Choong Casey, Xavier Neena, Falcon Beverly, Kan Hong, Lipkovich Ilya, Nowak Callie, Hoyt Margaret, Houle Christy, Kahan Scott
Eli Lilly and Company, Indianapolis, Indiana, USA.
National Center for Weight and Wellness, George Washington University School of Medicine, Washington, Washington DC, USA.
Diabetes Obes Metab. 2025 Jun;27(6):3061-3071. doi: 10.1111/dom.16311. Epub 2025 Mar 11.
Numerous risk factors for the development of obesity have been identified, yet the aetiology is not well understood. Traditional statistical methods for analysing observational data are limited by the volume and characteristics of large datasets. Machine learning (ML) methods can analyse large datasets to extract novel insights on risk factors for obesity. This study predicted adults at risk of a ≥10% increase in index body mass index (BMI) within 12 months using ML and a large electronic medical records (EMR) database.

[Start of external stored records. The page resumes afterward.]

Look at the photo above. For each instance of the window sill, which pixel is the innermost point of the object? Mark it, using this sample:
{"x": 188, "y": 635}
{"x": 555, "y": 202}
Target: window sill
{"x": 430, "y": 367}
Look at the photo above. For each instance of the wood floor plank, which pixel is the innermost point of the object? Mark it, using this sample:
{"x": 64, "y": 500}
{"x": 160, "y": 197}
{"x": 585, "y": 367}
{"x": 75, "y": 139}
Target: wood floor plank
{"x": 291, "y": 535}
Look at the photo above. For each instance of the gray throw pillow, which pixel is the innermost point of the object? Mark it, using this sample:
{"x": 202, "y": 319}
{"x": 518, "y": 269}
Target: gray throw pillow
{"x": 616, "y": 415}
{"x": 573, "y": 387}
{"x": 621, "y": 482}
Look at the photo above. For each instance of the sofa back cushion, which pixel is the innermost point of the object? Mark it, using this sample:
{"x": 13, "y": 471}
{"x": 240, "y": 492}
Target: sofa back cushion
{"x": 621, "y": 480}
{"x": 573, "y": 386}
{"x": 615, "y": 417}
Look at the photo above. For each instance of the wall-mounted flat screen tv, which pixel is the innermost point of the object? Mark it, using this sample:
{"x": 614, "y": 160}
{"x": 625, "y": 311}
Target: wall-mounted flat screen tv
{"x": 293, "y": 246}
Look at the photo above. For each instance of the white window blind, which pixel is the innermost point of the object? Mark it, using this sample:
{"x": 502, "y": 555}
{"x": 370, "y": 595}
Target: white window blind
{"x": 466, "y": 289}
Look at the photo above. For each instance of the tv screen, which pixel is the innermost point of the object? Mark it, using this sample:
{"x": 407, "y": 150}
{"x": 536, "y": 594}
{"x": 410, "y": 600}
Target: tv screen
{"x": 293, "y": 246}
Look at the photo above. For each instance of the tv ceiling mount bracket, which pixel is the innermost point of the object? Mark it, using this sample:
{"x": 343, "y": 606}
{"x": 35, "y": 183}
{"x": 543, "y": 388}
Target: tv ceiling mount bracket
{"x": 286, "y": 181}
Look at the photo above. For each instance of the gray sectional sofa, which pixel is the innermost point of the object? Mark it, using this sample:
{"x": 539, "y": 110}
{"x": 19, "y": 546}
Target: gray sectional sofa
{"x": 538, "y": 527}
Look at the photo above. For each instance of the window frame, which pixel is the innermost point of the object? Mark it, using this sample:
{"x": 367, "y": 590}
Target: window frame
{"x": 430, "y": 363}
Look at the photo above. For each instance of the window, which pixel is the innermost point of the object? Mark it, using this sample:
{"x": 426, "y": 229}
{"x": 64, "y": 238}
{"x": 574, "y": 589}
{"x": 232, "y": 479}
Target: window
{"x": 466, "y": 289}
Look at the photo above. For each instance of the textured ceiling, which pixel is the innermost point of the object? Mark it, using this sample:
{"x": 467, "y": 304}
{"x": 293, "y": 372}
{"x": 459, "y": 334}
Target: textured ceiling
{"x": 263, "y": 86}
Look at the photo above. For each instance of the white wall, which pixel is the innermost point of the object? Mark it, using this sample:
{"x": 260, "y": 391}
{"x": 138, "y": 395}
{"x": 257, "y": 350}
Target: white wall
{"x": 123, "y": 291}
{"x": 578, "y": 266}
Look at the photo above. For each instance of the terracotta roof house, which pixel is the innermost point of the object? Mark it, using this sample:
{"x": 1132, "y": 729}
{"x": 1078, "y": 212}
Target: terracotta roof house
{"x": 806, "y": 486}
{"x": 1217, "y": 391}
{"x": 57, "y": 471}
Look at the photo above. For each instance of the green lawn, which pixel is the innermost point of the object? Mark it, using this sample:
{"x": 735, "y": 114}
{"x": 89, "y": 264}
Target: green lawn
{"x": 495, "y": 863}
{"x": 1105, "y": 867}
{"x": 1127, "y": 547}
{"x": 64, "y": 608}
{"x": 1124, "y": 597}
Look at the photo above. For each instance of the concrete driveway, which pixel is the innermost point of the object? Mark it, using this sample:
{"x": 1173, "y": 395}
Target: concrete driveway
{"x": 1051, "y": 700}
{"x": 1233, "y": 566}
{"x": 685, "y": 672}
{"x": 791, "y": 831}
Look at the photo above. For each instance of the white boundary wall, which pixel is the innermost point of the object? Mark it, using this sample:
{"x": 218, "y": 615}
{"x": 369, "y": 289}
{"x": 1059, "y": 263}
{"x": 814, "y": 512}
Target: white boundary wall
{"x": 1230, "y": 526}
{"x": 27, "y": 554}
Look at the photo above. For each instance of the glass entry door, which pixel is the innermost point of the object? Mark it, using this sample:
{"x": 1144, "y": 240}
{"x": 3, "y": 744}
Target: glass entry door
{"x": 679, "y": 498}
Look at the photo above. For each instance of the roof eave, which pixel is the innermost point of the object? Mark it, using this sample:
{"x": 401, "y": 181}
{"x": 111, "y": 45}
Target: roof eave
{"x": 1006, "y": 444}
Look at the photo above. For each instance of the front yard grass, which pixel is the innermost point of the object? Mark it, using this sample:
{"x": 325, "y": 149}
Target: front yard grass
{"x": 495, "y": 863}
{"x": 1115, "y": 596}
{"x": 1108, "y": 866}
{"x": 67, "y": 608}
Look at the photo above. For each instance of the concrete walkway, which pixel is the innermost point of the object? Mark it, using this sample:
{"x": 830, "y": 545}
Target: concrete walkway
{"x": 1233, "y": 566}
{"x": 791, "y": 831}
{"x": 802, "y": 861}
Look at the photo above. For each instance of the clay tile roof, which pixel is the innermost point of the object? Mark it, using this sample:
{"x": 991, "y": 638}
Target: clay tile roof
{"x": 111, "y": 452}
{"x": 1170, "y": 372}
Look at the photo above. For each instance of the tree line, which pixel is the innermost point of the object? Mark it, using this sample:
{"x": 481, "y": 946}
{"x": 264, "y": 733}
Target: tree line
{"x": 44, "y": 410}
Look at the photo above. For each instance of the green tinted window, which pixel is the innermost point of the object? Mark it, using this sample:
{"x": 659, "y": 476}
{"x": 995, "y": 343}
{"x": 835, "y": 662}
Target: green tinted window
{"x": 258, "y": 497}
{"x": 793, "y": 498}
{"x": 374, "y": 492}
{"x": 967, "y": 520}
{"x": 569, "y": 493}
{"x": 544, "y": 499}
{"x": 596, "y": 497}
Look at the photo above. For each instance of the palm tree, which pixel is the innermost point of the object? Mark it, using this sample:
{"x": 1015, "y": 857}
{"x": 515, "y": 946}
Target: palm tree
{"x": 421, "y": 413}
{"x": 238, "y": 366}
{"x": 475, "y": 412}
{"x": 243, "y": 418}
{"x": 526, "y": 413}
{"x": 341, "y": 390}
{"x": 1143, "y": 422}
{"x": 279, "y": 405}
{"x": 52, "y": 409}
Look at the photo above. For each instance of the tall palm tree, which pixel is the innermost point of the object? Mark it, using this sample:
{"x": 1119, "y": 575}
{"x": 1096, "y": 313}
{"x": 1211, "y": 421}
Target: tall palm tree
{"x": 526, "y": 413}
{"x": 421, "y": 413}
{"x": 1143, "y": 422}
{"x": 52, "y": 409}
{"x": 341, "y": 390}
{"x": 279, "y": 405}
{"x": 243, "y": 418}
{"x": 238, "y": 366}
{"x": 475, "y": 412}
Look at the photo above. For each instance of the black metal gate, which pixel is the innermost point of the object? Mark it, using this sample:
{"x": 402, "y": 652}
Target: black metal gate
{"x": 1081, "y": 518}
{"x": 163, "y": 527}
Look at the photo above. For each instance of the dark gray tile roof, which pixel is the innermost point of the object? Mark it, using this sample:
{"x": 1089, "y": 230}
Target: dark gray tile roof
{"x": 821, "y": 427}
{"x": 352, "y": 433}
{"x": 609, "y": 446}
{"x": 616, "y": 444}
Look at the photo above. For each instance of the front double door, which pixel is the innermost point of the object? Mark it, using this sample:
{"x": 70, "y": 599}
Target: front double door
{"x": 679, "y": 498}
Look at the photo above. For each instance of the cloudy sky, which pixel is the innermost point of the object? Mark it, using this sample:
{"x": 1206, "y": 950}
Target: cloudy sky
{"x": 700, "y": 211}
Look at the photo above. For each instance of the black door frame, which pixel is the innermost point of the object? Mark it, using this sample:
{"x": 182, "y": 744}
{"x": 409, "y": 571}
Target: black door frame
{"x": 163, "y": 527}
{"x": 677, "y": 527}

ML algorithms were used with EMR from Optum's de-identified Market Clarity Data, a US database. Models included extreme gradient boosting (XGBoost), random forest, simple logistic regression (no feature selection procedure) and two penalised logistic models (Elastic Net and Least Absolute Shrinkage and Selection Operator [LASSO]). Performance metrics included the area under the curve (AUC) of the receiver operating characteristic curve (used to determine the best-performing model), average precision, Brier score, accuracy, recall, positive predictive value, Youden index, F1 score, negative predictive value and specificity.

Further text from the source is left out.